UC Berkeley: Fall 2009: CS 164: Homework 3 (Final Project Proposal) & Final Project: November 2009

Friday, November 20, 2009

Final Project Proposal: Part 4

Prompt: Decide on the implementation.

•frontend:

We will parse the language in the same way we parse the 164 language: we will be using the same AST generated from the symantic actions in project 3 to create the DAG.

•the core language: We will reuse the 164 language from project 3. The least that is required for creating the DAG is just a list of statements. After this, we will extend this to lists of statements within lists of statements when we incorporate lambdas.

•internal representation:

There are two ways we can interpret the dag created from the AST. One way is to execute the statements while traversing the dag. The other way is to compile the dag into bytecode and send that to the bytecode interpreter to run it in parallel. We are leaning towards the bytecode interpreter since we would only have to modify it and it gives us the freedom to parallelize coroutines (if we figure out a way how of course).

•interpreter/compiler:

The parser will generate the AST for the 164 language as before. Instead of compiling the AST into bytecode, the compiler will traverse the AST and record what variables are written and/or read at each statement. Then based on this the compiler will create a DAG where each node represents a statement and the edges represent the flow of the program. This means that before node N is executed, all of its parent nodes must be executed.

The bytecode interpreter will start at the top of the dag and run each independent source in parallel. Every child statement will have a counter to count how many parent statements have finished executing. When a statement is done executing, it will increment the counter of its child and check to see if the counter value is equal to the number of parents of the child. If it is equal, it will execute that statement. This continues until the DAG is traversed.

•debugging: We will debug our implementation by using GraphViz to visualize the DAG.

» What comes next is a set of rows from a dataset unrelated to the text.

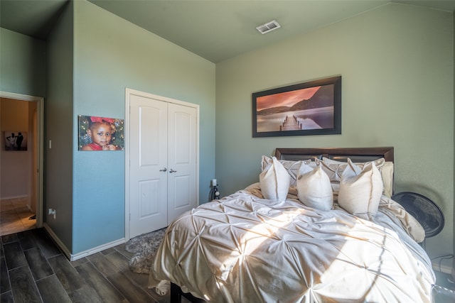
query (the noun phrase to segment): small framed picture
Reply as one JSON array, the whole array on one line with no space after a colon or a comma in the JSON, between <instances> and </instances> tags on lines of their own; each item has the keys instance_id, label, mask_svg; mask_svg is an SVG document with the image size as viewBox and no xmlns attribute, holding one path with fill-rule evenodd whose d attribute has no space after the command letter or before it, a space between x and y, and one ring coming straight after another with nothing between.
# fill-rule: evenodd
<instances>
[{"instance_id":1,"label":"small framed picture","mask_svg":"<svg viewBox=\"0 0 455 303\"><path fill-rule=\"evenodd\" d=\"M27 132L5 131L5 150L27 150Z\"/></svg>"}]
</instances>

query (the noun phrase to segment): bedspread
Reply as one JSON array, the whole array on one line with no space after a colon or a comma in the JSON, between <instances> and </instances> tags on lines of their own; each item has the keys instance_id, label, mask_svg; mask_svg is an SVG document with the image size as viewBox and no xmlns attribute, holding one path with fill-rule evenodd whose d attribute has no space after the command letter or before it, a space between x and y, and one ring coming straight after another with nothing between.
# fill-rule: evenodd
<instances>
[{"instance_id":1,"label":"bedspread","mask_svg":"<svg viewBox=\"0 0 455 303\"><path fill-rule=\"evenodd\" d=\"M253 184L174 221L150 281L215 302L429 302L435 277L416 222L385 197L370 221L292 192L272 202Z\"/></svg>"}]
</instances>

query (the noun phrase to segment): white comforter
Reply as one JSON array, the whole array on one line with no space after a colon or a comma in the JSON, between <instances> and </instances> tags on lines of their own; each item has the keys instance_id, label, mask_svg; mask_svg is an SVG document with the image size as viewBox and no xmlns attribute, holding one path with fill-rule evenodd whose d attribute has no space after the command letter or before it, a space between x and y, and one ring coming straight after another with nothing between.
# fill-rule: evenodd
<instances>
[{"instance_id":1,"label":"white comforter","mask_svg":"<svg viewBox=\"0 0 455 303\"><path fill-rule=\"evenodd\" d=\"M149 287L170 280L214 302L429 302L434 274L413 240L422 233L385 196L369 221L292 192L264 199L257 184L173 222Z\"/></svg>"}]
</instances>

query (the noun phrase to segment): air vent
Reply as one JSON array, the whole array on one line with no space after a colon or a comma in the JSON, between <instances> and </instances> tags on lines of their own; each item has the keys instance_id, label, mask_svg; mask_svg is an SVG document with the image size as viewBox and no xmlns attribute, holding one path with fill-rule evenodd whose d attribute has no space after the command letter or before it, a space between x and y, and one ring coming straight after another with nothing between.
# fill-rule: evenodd
<instances>
[{"instance_id":1,"label":"air vent","mask_svg":"<svg viewBox=\"0 0 455 303\"><path fill-rule=\"evenodd\" d=\"M272 31L276 30L277 28L279 28L282 26L278 24L278 22L272 21L270 22L267 22L265 24L262 24L262 26L259 26L256 28L259 33L264 34L271 32Z\"/></svg>"}]
</instances>

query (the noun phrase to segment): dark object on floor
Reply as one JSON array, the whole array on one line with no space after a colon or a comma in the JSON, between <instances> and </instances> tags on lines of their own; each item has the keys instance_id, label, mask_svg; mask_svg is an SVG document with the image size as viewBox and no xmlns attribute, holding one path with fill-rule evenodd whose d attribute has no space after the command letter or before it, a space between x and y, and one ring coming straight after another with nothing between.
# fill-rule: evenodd
<instances>
[{"instance_id":1,"label":"dark object on floor","mask_svg":"<svg viewBox=\"0 0 455 303\"><path fill-rule=\"evenodd\" d=\"M392 196L416 219L425 230L425 238L434 236L444 228L444 214L441 209L427 197L415 192L403 192Z\"/></svg>"}]
</instances>

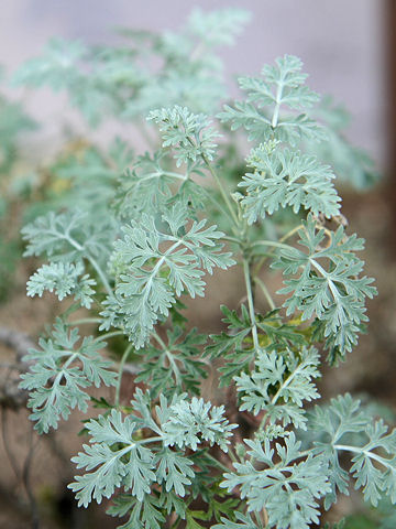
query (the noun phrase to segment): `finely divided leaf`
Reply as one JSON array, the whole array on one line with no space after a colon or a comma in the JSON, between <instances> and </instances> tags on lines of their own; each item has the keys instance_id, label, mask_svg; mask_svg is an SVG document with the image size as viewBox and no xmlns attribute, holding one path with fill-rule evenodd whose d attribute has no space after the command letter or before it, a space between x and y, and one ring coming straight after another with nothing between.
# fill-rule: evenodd
<instances>
[{"instance_id":1,"label":"finely divided leaf","mask_svg":"<svg viewBox=\"0 0 396 529\"><path fill-rule=\"evenodd\" d=\"M363 261L354 251L363 248L363 240L354 235L346 237L341 226L327 240L312 215L302 224L299 244L307 251L290 247L282 250L272 264L283 269L285 276L295 276L285 281L279 293L290 294L284 303L287 314L298 310L302 320L316 316L318 334L326 338L330 356L343 357L356 344L361 323L367 320L365 298L376 293L371 285L373 279L360 277Z\"/></svg>"},{"instance_id":2,"label":"finely divided leaf","mask_svg":"<svg viewBox=\"0 0 396 529\"><path fill-rule=\"evenodd\" d=\"M86 412L89 396L85 388L116 384L117 375L109 370L112 363L98 353L106 344L89 336L77 345L79 339L78 330L69 330L58 319L52 337L40 339L41 350L30 349L24 357L32 366L21 375L20 387L30 391L30 418L36 421L38 433L56 429L61 417L67 419L76 407Z\"/></svg>"},{"instance_id":3,"label":"finely divided leaf","mask_svg":"<svg viewBox=\"0 0 396 529\"><path fill-rule=\"evenodd\" d=\"M114 244L112 264L119 272L116 299L102 312L102 327L121 326L136 348L148 339L160 317L167 317L176 296L188 292L204 295L205 271L227 269L234 263L231 253L221 252L222 233L206 220L188 223L184 204L175 204L162 216L164 229L143 215L123 228L124 238Z\"/></svg>"},{"instance_id":4,"label":"finely divided leaf","mask_svg":"<svg viewBox=\"0 0 396 529\"><path fill-rule=\"evenodd\" d=\"M261 145L251 151L248 163L254 173L245 174L239 186L246 188L241 204L249 224L286 206L294 213L305 208L328 218L338 215L340 198L331 182L334 175L315 156L279 148L268 152Z\"/></svg>"}]
</instances>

Final Project Proposal: Part 3

Prompt: What features specifically will your language support.

1. The domain.

Our language is based on the 164 language. Our plan is to implement the parallelism in this order:
1. General statements (var/function definitions, calculator statements, variable assignment)
2. Function calls (includes the loops)
3. Objects
4. Passing/returning of functions as first class data
5. coroutines

We believe that at this point we know how to implement the first three steps. We still have to think about the last two. Therefore, although our language will be a subset of the 164 language, it may not be equivalent (depending on how far we get). By the end of the project, we hope to simulate the parallel execution of divide and conquer algorithms like quicksort and merge sort.

Example programs:

Any divide and conquer algorithm like merge sort.
Programs that combine the results of subproblems like when a formula is split up into parts to make calculation simplier.
Maybe algorithms that iterate over a list like in mapping.

2. Give an outline of the programming model of your language.

The model of the language will be object oriented and imperative (like c++) and, depending on how far we get, may support functions as first class data (functional programming).

The method we have proposed converts a list of statements into a DAG. A program, however, is more than just a sequential list of statements: functions, which may be nested inside other functions, contain lists of statements. Thus, DAGs may be composed within other DAGs. But first, we will only focus on converting programs that are merely lists of statements into DAGs.

3. Example program:

def x = 0
def y = 0

def range(start,end){
def ret = {}
def i = 0
def length = end - start
while(i < length){
ret[i] = start+i
i = i+1
}
ret
}

for (i in range(0,10)){
x = x+1
}
for (i in range (0,20)){
y = y+1
}

print x+y

The idea behind this program is to have the for loops split into multiple processes since they do not depend on each other. Then when both processes are done, the program will continue by printing x+y .

Final Project Proposal: Part 2

Prompt: Study a language that solves a similar problem and describe it in this homework.

1. One simple code example.

Since we are changing the implementation of a language rather than the language itself, it does not make sense to provide example code since the code will resemble the 164 language code. According to Wikipedia,

"Automatic parallelization of a sequential program by a compiler is the holy grail of parallel computing. Despite decades of work by compiler researchers, automatic parallelization has had only limited success."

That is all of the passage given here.